Re: Wikipedia decision making (was Re: [ox-en] Re: Business opportuities based on Free Software)
- From: "Nadav Har'El" <nyh math.technion.ac.il>
- Date: Wed, 31 May 2006 15:52:12 +0300
On Mon, May 29, 2006, Markus wrote about "Re: Wikipedia decision making (was Re: [ox-en] Re: Business opportuities based on Free Software)":
about the "sock puppets", one could also discuss that membership duration
is an important criteria (in addition to the amount of edits).
This reminds me of a law in Israel, which granted certain tax benefits to
money kept in a saving account from which no money has been taken out in
15 years. The law was designed to encourage long-term saving, but what
actually happened was that people opened several such accounts (with a tiny
sum of money in each), so that in case they will need such an account
in the future, they will already have a "mature" (15 year old) account
ready for use.
So while taking membership duration into account will eliminate "obvious"
sock puppets (accounts created an hour ago just for use in today's vote)
it won't prevent deliberate attempts of "hoarding" identities (e.g., one
person consistently writing for many months under 10 different user names).

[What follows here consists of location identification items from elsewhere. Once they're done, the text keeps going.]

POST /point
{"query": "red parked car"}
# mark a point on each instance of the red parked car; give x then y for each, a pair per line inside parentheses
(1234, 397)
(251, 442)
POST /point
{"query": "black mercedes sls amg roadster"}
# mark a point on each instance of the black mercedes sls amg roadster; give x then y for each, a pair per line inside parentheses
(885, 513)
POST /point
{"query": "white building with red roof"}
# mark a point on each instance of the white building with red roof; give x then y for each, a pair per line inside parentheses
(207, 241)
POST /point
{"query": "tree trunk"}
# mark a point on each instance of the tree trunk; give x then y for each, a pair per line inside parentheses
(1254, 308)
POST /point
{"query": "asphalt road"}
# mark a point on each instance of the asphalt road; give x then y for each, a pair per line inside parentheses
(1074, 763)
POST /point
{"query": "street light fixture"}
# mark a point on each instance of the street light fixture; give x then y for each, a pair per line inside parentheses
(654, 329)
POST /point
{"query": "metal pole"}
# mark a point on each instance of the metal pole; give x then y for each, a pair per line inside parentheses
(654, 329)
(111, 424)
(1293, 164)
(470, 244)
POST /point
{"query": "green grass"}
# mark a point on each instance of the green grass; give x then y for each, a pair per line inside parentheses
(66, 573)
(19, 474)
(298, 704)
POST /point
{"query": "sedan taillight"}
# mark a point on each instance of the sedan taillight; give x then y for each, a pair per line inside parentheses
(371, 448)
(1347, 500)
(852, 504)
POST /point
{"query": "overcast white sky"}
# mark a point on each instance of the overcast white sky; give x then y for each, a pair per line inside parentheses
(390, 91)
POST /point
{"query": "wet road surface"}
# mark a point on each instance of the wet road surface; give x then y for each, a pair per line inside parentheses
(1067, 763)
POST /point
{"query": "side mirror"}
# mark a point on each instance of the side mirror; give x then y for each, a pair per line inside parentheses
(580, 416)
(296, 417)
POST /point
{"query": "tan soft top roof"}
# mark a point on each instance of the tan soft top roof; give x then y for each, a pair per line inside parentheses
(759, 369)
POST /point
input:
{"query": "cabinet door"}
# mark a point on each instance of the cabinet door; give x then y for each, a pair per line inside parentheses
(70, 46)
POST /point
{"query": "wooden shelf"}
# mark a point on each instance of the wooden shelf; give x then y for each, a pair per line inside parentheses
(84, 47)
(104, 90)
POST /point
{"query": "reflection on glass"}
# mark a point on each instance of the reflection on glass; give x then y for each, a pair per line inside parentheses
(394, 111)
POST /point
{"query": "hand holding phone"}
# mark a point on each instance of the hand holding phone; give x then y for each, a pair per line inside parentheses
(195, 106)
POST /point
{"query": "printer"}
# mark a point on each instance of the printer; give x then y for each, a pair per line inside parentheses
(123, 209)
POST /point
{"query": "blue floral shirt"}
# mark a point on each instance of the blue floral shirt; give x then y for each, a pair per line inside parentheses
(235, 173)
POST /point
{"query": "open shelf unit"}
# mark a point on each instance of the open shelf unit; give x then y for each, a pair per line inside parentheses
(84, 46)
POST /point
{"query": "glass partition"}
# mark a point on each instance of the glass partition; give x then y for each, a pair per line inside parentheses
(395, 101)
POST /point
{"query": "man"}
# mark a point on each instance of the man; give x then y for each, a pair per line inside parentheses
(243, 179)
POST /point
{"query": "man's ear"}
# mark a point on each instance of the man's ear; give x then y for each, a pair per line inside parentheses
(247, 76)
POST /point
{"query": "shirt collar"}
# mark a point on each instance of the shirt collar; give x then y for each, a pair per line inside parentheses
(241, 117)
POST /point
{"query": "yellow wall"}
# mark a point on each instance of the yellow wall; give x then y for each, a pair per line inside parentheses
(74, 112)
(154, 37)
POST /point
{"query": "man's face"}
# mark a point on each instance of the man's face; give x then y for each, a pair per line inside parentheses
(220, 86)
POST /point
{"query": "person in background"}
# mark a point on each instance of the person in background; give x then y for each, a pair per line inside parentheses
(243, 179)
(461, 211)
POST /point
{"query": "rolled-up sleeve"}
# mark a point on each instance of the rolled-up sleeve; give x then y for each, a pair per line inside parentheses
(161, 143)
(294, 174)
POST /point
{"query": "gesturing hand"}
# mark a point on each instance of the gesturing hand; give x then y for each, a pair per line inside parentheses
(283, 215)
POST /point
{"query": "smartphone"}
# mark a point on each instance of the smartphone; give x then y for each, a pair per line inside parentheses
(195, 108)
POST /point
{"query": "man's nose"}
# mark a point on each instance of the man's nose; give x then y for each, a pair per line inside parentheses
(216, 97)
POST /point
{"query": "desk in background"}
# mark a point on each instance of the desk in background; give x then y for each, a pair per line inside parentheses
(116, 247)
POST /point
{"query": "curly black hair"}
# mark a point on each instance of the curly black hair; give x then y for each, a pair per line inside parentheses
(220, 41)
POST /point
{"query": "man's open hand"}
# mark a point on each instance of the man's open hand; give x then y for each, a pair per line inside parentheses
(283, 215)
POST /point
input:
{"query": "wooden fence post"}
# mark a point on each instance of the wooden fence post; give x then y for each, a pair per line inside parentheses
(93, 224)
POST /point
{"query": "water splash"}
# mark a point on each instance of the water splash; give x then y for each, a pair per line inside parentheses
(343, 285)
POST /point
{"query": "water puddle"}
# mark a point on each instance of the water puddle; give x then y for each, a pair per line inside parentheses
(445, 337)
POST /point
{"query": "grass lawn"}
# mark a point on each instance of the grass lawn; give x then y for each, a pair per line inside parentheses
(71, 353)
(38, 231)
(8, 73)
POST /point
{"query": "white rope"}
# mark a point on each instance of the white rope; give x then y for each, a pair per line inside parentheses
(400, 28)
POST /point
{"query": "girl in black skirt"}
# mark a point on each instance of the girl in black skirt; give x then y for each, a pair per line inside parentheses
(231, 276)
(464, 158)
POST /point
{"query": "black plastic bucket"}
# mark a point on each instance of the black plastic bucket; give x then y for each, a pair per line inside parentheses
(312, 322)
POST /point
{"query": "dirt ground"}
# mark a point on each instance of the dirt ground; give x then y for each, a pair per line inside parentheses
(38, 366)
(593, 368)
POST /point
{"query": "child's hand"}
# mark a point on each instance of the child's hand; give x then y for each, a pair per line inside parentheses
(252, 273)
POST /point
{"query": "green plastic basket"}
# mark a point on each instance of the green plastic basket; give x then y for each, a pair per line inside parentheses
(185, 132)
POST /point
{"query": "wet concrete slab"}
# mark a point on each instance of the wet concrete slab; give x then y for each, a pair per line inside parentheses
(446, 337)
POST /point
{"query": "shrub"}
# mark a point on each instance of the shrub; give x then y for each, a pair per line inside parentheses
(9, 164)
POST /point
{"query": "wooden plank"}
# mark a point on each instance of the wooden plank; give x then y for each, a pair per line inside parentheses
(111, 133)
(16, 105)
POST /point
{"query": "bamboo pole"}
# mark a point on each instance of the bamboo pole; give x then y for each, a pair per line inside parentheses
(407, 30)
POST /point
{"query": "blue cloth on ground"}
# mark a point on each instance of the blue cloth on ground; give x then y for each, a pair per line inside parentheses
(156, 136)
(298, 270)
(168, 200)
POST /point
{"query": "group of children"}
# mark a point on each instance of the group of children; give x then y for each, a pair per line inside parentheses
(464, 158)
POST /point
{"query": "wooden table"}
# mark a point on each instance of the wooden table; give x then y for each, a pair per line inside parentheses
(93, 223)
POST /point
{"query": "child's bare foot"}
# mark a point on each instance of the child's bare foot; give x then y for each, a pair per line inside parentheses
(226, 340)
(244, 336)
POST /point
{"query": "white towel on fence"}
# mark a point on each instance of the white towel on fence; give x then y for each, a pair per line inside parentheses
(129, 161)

Of course, concensus voting also has its share of problems, with the biggest
problem is that nothing really important gets decided. No serious decision
can ever pass with a 100% vote: Even if there is one person against it,
he can always get other users - sockpuppets or real users - to help him
vote against. In fact, this is a common thing in Wikipedia - people who
feel strongly in some vote emailing all their wikipedian friends to come
vote in their favor. Since typical votes have about 20 voters out of a
million wikipedians, it's fairly trivial to swing every vote in any direction.